Alguns estudos realizados por não dermatologistas sugerem que o uso de filtro solar para a prevenção do cancro de pele poderia expôr as pessoas ao risco de desenvolver deficiência de vitamina D, sujeitando os pacientes a alterações na mineralização óssea.21-22A esse respeito, um estudo realizado no Brasil (2007) indicou que práticas de proteção solar estiveram associadas a concentrações menores de 25-hidroxivitamina D (25OHD) em comparação com indivíduos expostos à luz solar, mas não o suficiente para causar deficiência de 25OHD.23 Desta forma, atitudes que desencorajem o uso de filtro solar e barreiras físicas de proteção solar não devem ser recomendadas ou encorajadas.

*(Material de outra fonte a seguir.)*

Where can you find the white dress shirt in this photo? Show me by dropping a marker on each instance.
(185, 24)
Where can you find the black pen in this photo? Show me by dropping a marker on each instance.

Cerca de 50-80% das alterações induzidas pela exposição solar que um indivíduo recebe ao longo de toda a vida ocorrem durante a infância e a adolescência. É fundamental uma intervenção precoce relativamente à fotoproteção, que inclui todas as medidas que nos permitem proteger das radiações solares, quer através de meios físicos/barreira quer através do uso correto de protetor solar. Com dados semelhantes, outros estudos consideram os hábitos parentais o fator mais determinante para a fotoproteção das crianças.12,24
Sugere-se a implementação de programas que permitam intervir no seio familiar e na comunidade educativa, de modo a criar uma consciencialização sobre os efeitos da radiação UV e o incentivo de mudança de estilos de vida. Estes programas vêm ao encontro dos desejos expressos pela Organização Mundial da Saúde, referenciados na literatura, segundo os quais “as práticas saudáveis sobre a proteçã̃o solar adquiridas na escola ganham mais consistê̂ncia se houver informação e sustentação por parte da família e da comunidade”.25 Outro estudo realça ainda o impacto do suporte familiar no controlo e prevenção do cancro de pele, no qual segundo o artigo é significativo e deve ser considerado na criação de campanhas de sensibilização, em especial em termos de tentar envolver toda a família na difusão de métodos de prevenção.26
A proteção solar é um tema inquietante a nível mundial, sendo na maior parte das vezes relacionado com a praia e o lazer, esquecendo a atividade profissional. As profissões ao ar livre, agricultores, polícias, pescadores, construtores civis, vendedores de rua, carteiros, requerem cuidados especiais de proteção solar durante todo o ano. Um incentivo ao uso de protetor solar seria, por exemplo, a redução do IVA dos mesmos para 6%. O estudo de Silva e colaboradores (de 2018) supõe que as pessoas não reaplicam o protetor solar pelos altos valores dos produtos no mercado.27
Este estudo apresenta limitações que é necessário considerar. O reduzido tamanho da amostra e a utilização de medidas de autorrelato para a avaliação da proteção solar, por exemplo, podem ser enviesadas por fatores como a honestidade na recordação de informação e a desejabilidade social. Importa também salientar que a aplicação do inquérito ocorreu durante os meses de agosto e setembro, na cidade da Figueira da Foz, em plena época balnear, uma altura de maior preocupação relativamente à̀ exposição solar, ainda que, tendo em conta o clima português, a exposição solar esteja presente praticamente em todos os meses do ano.
Conclusão
Em conclusão, este estudo permitiu demonstrar que ainda existe um longo caminho a percorrer acerca desta temática. A dificuldade de transformar conhecimentos em práticas saudáveis é um desafio que ultrapassa as barreiras nacionais e culturais. A mudança de hábitos é, sem dúvida, um processo lento, mas que somente será possível com a participação ativa da sociedade, em que pese a responsabilidade dos médicos, independentemente da sua área de atuação, técnicos de saúde, comunicação social, farmácias e comunidade escolar de forma a promover bons hábitos de proteção solar em Portugal.